Working in one-hour shifts, six-member teams packaged 100,000 meals targeted for West Africa. The community service project was the largest scheduled during the Alpha Kappa Alpha sorority’s weeklong national convention, which runs through Friday.
The nation’s oldest sorority for college-educated, mostly African-American women, Alpha Kappa Alpha sponsored the food packaging event with Stop Hunger Now, an international hunger relief organization.
Four shifts of 500 volunteers each helped package 7 1/2 tons of dehydrated rice, soy protein and dried vegetables, along with 22 vitamins and minerals.
The event honored the spirit of former South Africa President Nelson Mandela, whose values of volunteering and community service are celebrated internationally on July 18, the day of his birth.

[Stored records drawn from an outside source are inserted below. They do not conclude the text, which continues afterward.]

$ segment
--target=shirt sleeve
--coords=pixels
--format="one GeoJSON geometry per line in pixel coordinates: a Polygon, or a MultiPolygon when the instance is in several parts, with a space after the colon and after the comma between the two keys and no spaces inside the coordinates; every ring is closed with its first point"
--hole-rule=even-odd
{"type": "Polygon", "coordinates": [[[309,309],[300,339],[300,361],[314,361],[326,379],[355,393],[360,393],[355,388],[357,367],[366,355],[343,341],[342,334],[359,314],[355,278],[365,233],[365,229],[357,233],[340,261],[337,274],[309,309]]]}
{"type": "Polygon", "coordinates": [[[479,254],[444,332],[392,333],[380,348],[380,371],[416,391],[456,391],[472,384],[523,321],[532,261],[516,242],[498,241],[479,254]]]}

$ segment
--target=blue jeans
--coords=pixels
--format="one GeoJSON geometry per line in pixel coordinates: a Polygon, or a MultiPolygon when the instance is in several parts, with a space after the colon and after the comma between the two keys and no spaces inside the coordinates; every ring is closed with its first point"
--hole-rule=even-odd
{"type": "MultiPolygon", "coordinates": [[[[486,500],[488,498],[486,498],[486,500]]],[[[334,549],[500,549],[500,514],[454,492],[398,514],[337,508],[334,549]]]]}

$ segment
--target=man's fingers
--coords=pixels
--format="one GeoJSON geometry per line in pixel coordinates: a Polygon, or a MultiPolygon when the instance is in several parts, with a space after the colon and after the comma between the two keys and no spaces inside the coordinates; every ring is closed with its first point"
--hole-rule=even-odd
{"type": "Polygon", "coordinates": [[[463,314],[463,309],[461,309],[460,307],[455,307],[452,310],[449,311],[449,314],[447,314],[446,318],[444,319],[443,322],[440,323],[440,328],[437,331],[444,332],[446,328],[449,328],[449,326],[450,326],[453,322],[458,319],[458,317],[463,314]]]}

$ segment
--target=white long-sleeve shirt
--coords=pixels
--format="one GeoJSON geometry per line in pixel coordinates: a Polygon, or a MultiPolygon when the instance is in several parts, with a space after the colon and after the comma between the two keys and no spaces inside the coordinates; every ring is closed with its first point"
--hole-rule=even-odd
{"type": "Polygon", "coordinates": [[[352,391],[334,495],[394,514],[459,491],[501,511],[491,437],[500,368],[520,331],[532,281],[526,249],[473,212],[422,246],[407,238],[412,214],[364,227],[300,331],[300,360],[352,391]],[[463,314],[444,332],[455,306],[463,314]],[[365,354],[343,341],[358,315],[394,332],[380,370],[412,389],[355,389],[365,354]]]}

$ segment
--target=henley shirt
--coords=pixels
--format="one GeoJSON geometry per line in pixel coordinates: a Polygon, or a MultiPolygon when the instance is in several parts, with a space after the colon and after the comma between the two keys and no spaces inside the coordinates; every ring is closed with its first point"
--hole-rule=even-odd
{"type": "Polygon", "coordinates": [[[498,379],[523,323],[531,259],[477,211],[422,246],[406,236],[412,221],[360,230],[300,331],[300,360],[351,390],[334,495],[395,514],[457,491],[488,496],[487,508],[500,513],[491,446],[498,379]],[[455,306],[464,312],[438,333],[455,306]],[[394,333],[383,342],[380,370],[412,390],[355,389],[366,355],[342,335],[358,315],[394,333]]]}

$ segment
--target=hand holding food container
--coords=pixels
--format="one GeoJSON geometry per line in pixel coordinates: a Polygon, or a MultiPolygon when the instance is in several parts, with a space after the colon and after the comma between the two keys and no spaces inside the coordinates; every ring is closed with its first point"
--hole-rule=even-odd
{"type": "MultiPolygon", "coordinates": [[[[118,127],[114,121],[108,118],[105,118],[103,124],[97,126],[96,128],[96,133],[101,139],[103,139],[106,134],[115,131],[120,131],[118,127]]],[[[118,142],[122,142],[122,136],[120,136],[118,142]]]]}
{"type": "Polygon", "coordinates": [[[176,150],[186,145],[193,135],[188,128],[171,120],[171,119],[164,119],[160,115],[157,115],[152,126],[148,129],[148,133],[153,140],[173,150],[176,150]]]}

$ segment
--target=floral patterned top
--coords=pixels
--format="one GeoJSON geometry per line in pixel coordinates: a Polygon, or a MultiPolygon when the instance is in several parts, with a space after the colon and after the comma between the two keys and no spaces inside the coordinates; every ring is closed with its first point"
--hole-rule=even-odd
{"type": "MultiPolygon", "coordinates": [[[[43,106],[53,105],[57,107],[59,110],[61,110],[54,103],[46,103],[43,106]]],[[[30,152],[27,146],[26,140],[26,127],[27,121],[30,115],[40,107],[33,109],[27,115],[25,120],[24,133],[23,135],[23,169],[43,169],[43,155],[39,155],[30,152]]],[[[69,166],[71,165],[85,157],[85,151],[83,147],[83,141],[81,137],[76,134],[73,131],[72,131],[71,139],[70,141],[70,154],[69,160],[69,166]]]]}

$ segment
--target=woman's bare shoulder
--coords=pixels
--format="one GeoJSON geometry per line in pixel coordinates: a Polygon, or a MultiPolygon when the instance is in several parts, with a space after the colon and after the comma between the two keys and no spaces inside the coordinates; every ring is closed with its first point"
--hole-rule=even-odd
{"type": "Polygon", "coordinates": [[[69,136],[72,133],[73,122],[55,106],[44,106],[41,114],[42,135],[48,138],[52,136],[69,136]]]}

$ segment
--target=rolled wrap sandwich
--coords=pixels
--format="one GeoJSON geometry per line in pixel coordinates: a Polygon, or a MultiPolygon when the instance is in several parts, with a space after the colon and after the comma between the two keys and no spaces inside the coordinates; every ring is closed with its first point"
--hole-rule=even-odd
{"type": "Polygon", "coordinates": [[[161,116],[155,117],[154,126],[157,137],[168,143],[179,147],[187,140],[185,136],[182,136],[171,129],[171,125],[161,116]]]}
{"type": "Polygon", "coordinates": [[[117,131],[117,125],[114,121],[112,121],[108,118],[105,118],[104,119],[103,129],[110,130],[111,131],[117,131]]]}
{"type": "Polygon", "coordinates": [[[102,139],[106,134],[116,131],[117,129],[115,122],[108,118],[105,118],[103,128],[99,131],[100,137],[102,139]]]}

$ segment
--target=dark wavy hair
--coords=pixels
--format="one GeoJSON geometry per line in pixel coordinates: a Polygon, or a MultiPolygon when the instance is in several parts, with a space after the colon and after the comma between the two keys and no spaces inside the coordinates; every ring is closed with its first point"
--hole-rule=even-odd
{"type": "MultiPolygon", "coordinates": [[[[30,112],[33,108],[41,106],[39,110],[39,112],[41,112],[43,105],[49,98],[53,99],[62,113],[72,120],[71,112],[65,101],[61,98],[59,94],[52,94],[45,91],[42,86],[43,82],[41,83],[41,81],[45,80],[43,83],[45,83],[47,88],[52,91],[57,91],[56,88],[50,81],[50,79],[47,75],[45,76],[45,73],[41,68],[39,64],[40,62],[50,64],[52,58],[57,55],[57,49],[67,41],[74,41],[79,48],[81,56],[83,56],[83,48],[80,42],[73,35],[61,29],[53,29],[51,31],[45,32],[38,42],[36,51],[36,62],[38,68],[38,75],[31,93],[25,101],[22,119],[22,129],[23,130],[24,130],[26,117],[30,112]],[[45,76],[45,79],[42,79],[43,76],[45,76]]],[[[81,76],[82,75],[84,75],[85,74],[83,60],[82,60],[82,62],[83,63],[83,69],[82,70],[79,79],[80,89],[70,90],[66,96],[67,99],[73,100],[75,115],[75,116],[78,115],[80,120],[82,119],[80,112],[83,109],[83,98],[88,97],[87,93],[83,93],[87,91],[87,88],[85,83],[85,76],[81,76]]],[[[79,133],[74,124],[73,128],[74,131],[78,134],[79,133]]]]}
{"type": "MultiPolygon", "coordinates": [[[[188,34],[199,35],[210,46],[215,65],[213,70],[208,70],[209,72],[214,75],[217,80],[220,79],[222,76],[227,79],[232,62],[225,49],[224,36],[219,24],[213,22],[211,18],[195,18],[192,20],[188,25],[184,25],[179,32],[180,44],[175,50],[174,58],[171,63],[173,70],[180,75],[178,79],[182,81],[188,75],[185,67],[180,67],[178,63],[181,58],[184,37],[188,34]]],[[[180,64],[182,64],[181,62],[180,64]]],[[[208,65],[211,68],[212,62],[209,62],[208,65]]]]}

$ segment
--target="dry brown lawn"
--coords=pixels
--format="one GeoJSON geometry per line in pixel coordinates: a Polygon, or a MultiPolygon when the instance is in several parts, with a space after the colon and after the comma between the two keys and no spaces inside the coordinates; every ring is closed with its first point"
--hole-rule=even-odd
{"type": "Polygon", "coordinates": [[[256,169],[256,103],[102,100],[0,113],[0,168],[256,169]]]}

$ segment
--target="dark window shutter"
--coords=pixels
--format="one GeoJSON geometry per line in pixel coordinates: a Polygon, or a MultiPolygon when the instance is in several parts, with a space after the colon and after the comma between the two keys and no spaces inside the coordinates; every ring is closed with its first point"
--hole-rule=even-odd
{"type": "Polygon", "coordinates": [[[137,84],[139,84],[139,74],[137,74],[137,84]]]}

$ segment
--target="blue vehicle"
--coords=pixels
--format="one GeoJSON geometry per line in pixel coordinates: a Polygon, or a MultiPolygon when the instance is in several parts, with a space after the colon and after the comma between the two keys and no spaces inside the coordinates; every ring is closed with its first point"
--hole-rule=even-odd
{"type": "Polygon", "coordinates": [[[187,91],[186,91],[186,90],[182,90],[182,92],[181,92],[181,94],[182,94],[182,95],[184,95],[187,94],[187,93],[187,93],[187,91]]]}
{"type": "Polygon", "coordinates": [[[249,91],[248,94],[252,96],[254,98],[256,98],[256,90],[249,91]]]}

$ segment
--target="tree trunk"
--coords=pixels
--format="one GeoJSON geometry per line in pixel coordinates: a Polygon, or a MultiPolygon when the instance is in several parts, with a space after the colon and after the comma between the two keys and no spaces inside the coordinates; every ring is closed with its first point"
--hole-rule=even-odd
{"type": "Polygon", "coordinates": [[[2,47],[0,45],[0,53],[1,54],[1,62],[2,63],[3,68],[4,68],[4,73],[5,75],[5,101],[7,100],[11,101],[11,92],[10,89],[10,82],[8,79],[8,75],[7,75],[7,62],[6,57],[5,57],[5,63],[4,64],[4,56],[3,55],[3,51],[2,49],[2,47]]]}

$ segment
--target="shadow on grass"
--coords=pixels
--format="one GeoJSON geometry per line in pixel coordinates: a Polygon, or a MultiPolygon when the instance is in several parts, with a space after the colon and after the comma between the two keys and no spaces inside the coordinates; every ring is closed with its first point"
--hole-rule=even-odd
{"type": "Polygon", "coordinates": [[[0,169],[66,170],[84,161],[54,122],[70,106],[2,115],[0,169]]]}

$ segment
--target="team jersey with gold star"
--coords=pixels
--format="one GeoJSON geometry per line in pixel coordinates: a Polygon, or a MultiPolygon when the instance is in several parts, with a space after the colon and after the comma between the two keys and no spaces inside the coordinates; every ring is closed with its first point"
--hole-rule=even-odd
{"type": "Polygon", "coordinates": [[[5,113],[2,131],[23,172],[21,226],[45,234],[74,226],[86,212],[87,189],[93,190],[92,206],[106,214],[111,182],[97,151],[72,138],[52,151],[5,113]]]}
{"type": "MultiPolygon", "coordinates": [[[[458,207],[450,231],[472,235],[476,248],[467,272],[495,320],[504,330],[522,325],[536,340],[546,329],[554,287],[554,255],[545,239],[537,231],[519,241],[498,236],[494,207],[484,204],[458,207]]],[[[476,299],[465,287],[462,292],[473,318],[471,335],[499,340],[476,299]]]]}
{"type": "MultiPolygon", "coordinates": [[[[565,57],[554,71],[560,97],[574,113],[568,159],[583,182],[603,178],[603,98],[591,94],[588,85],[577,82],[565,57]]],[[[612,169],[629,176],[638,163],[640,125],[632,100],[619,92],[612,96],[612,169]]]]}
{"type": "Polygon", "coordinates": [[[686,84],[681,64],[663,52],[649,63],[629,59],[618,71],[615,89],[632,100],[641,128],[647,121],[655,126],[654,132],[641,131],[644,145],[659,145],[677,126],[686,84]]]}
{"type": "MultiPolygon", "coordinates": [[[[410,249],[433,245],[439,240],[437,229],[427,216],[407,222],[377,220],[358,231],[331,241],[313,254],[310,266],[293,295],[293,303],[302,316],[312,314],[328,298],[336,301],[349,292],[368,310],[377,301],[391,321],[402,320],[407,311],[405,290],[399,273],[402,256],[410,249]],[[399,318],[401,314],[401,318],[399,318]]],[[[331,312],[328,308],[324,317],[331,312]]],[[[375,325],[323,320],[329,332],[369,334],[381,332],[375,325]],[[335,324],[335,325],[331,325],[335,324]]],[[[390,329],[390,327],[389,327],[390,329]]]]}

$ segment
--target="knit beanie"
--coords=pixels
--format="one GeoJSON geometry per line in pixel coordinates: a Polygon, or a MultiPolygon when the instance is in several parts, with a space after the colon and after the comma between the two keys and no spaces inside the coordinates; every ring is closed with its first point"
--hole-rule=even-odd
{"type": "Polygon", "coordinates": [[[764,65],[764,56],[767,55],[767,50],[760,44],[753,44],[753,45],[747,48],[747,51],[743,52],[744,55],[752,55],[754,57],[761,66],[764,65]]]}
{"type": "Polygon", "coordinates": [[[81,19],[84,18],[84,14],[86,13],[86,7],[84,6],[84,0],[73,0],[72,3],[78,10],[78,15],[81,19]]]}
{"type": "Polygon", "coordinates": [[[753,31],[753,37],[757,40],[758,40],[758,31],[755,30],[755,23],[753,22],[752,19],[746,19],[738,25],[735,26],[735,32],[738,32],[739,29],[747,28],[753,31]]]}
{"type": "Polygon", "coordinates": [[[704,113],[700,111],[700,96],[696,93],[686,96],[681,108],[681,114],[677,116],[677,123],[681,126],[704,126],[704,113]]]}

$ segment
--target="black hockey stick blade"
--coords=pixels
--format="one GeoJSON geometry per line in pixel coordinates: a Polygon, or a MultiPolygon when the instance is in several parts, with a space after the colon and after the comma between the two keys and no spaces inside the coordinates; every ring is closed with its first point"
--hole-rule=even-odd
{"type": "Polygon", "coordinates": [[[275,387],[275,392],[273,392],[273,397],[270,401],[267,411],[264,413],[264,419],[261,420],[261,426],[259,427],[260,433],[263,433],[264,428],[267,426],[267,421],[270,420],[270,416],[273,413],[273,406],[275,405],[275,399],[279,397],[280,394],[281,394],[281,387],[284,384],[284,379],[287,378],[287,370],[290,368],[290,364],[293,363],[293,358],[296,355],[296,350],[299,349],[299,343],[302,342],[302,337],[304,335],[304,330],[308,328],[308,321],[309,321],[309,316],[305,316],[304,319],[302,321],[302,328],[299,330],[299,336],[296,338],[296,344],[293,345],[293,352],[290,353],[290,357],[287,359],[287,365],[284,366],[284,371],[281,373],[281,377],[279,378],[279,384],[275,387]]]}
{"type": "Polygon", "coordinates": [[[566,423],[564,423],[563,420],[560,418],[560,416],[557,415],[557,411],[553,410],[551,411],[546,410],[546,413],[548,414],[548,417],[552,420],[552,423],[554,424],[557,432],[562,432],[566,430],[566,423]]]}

“Our mission today was to feed 100,000 families,” said event coordinator Allyson Shropshire. “It was a huge feat and our goal was to have 1,000 volunteers, not over 2,000. It was just amazing seeing everybody jumping in and working together. It speaks volumes about Nelson Mandela and who he was.”
Emily Everett, chief marketing officer with Raleigh-based Stop Hunger Now, said community organizations such as Alpha Kappa Alpha raise money to hold the packaging events.
Founded in 1908 at Howard University in Washington, D.C., the sorority sought to provide a support network for women at a time when the nation was both segregated and male-dominated.
It has since become one of the world’s most active service organizations, with projects that have built schools in South Africa, bolstered African-American businesses on Wall Street and preserved African-American historic sites.
Membership recently topped 265,000 women in 42 states and nearly 10 countries. There are more than 3,000 members in North Carolina, 856 of them from the Charlotte area. About 11,500 women from nearly all the 986 chapters are expected for the national convention. They fought many of the grass-roots battles that led to the Civil Rights Act of 1964.
50,000 meals per hour
On Saturday, after a brief training session, teams turned out 50,000 meals per hour.
Using measured cups, volunteers doled out ingredients into bags that were weighed and sealed. The final destination for the meals is Burkina Faso.
“This is huge,” Everett said as she looked around the ballroom. “It’s a way to get people involved in a hands-on way and for them to know and understand the difference they’re making in other peoples’ lives.”
She recently took part in a mission to Nicaragua, where she put food into the hands of hungry children. “It’s the most amazing feeling in the world,” Everett said.
Sorority member Shayla Solomon of the Virgin Islands wanted to help package food because “it’s the cause – and the cause is tremendous.
“It’s the least we can do and it’s what our sorority is all about,” said Solomon, 28. “I’m happy to lend a hand.”
Retired school administrator Joan Saunders, 70, of Fort Washington, Md., recalled the many needs she saw while working with inner-city families during her long career in education.
She showed up Saturday willing to do any job “where they think I’m needed.”
Retired Elon University teacher Iris Chapman, 68, of Mebane brought her whole family, including her husband, son and nieces.
It was her second experience with Stop Hunger Now. In April, while attending an African literature conference in South Africa, she ran into Alpha Kappa Alpha members doing a Stop Hunger Now project and joined in.
“I was shocked,” Chapman said. “I had never participated in one, and I’ve been talking about it ever since.”
For Beverly Tribble, 50, of Gastonia, fighting global hunger was a welcome opportunity.
“I’m always willing to help when there is a need,” she said. Her job on the packaging team was to seal the bags of food.
“It’s the first time I’ve ever done this,” said Tribble, getting into the swing of things. “And it makes me feel wonderful.”